It is implemented and tested on python 3.10.9. Important libraries and versions are:
- scikit_posthocs (tested on v0.11.1)
Please install the remaining imports that can be missing, if not already done: pandas, numpy, math, scipy, sklearn
python bHIVE1.0.py -h will give you the following help message:
-h, --help show this help message and exit
-o OUTPUT_DIR, --output_dir OUTPUT_DIR
output directory in which to save HIVE output files, e.g. /home/HIVE_results/
-ls LATENT_SPACE, --latent_space LATENT_SPACE
path to the latent space file previously obtained with the yHIVE1.0.py script
--pheno PHENO [PHENO ...]
indicate a numeric vector with numbers assigned to each sample (DO NOT CONSIDER CONTROLS)corresponding to phenotypic characteristics of interest, following their original order, to explore the pheno.
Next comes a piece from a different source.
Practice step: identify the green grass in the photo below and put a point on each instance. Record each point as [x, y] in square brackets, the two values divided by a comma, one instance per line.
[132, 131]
char. captured by latent features
For a demo trial of bHIVE you can find a possible usecase files in the ./bHVE_demo/ folder. Please run the following commands replacing the parameters accordingly, if needed:
With 2 phenotypes (e.g. bio = biotic stress, and abio = abiotic stress) it will perform a point-biserial correlation:
python bHIVE1.0.py -ls ./bHIVE_demo/yHIVE_latent_space.tsv --pheno ctrl ctrl bio bio bio bio bio bio ctrl ctrl bio bio bio bio bio bio ctrl ctrl ctrl abio abio abio abio abio abio ctrl abio ctrl ctrl ctrl abio abio abio ctrl abio
With 3 or more phenotypes (e.g. bio = biotic stress, abio = abiotic stress, and bioabio = cross stress) it will perform Kruskal-Wallis test before and then Dunn's test:
python bHIVE1.0.py -ls ./bHIVE_demo/yHIVE_latent_space.tsv --pheno ctrl ctrl bio bio bio bio bio bio ctrl ctrl bio bio bio bio bio bio ctrl ctrl ctrl bioabio bioabio bioabio abio abio abio ctrl abio ctrl ctrl ctrl abio abio abio ctrl abio
Please notice that the --pheno argument refers to the samples associated to a specific phenotype of interest, not directly to the Latent Features.